Dentro da construção de muitas sociedades, a mulher – prototipicamente – é a responsável por cuidar dos filhos, preocupando-se com a educação, alimentação e sobrevivência de sua prole. Ela, como é referido, possui um “instinto materno”, uma obrigação e conexão com a criança que os pais jamais serão capazes de compreender.

Na percepção apresentada em Doutor Jivago, obra que congratulou Boris Pasternak com um Nobel, pode-se perceber que esse aspecto direcionado ao público feminino é também parte do epíteto do país que vive e trabalha durante a narrativa: Mãe Rússia. É a terra que sustenta e alimenta os homens (seus filhos), lugar no qual cultivam as suas raízes históricas, filosóficas, políticas e sociais.

Embora não seja um livro direcionado ao público geral, Doutor Jivago é uma trama que, sem dúvida, carrega consigo um brilhantismo tanto na estética narrativa quanto nas múltiplas analogias elaboradas pelo autor. Todo o tempo, Pasternak brinca com a política de seu país enquanto narra as aventuras amorosas de um médico que, pouco a pouco, desacredita na Revolução que experiencia.

Assim, o romance em questão não é sobre os relacionamentos românticos do médico, mas, através deles, como plano de fundo, metaforiza as etapas da revolução e constrói uma gama enorme de críticas ao desenvolvimento político e filosófico que a Rússia tomou. Embora fosse uma revolução, no meu ponto de vista, necessária, ela foi feita como tantas outras: ideias altruístas que, no final, constroem desigualdades.

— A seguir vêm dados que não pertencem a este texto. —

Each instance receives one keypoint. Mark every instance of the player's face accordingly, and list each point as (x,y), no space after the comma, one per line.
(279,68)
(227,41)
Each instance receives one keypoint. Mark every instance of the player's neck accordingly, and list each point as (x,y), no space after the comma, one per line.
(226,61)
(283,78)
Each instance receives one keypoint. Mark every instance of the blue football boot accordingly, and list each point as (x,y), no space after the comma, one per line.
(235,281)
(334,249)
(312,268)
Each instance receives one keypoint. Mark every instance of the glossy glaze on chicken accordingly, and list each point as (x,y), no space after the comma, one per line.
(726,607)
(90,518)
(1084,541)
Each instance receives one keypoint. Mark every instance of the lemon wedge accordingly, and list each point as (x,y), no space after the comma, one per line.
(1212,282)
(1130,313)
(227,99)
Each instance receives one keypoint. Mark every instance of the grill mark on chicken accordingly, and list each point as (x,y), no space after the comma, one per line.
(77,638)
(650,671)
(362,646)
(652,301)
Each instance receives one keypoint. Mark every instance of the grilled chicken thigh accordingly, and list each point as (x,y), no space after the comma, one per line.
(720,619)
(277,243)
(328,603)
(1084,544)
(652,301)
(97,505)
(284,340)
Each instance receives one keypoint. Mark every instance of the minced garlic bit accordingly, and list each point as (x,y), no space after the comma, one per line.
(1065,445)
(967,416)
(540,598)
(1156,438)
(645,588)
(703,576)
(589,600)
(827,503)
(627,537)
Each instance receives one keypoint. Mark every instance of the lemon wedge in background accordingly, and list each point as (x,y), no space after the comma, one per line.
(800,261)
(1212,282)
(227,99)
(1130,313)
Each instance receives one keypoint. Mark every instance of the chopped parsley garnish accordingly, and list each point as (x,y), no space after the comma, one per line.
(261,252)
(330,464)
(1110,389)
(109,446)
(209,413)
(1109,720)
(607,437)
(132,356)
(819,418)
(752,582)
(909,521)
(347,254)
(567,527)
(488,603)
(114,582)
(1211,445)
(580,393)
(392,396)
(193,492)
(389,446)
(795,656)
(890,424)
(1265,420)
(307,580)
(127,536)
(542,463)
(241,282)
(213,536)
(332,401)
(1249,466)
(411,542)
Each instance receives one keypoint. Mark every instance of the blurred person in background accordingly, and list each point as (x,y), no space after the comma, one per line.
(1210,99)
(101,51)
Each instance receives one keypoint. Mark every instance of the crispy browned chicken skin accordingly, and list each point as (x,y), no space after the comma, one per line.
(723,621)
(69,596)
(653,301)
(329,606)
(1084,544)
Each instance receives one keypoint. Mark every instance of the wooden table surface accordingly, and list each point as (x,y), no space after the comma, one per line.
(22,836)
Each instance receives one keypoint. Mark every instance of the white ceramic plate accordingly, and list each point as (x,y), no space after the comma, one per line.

A partir desse desenvolvimento analógico, Boris constrói e desconstrói conceitos como arte, revolução, filosofia, posicionamento da mulher, guerra, cárcere etc. Para além disso, Doutor Jivago é um romance denso e bastante descritivo, pois é o ambiente – acima de tudo –, ou seja, a Mãe Rússia, a protagonista dessa história. No entanto, ainda que seja descritivo e possua algumas passagens desnecessárias, traz consigo uma carga poética sem igual.

No mais, esse romance, justamente por se tratar de um desenvolvimento cíclico, firma seu início e seu fim em um ponto extremamente similar, lembra muito Anna Kariênina, de Liev Tolstói. E, não menos importante, outros clássicos russos, pois a literatura russa não trata somente sobre aspectos sociais, mas sobre como a vida e a morte são ciclos intermináveis e o quanto a literatura se espelha nisso.

A tradução do texto em prosa de Sonia Branco é bem limpa, bem como a tradução em poesia de Aurora Bernardini. A divisão apresentada pela Companhia das Letras é tão clara quanto a diagramação da edição, com uma capa visualmente conectada a história. Sem erros de revisão gritantes, a obra é um clássico que – ao meu ver – é essencial para se ter na estante.

REFERÊNCIA

PASTERNAK, Boris. Doutor Jivago. Tradução de Sonia Branco; tradução dos poemas de Aurora Fornoni Bernardini. 1ª ed. São Paulo: Companhia das Letras, 2017.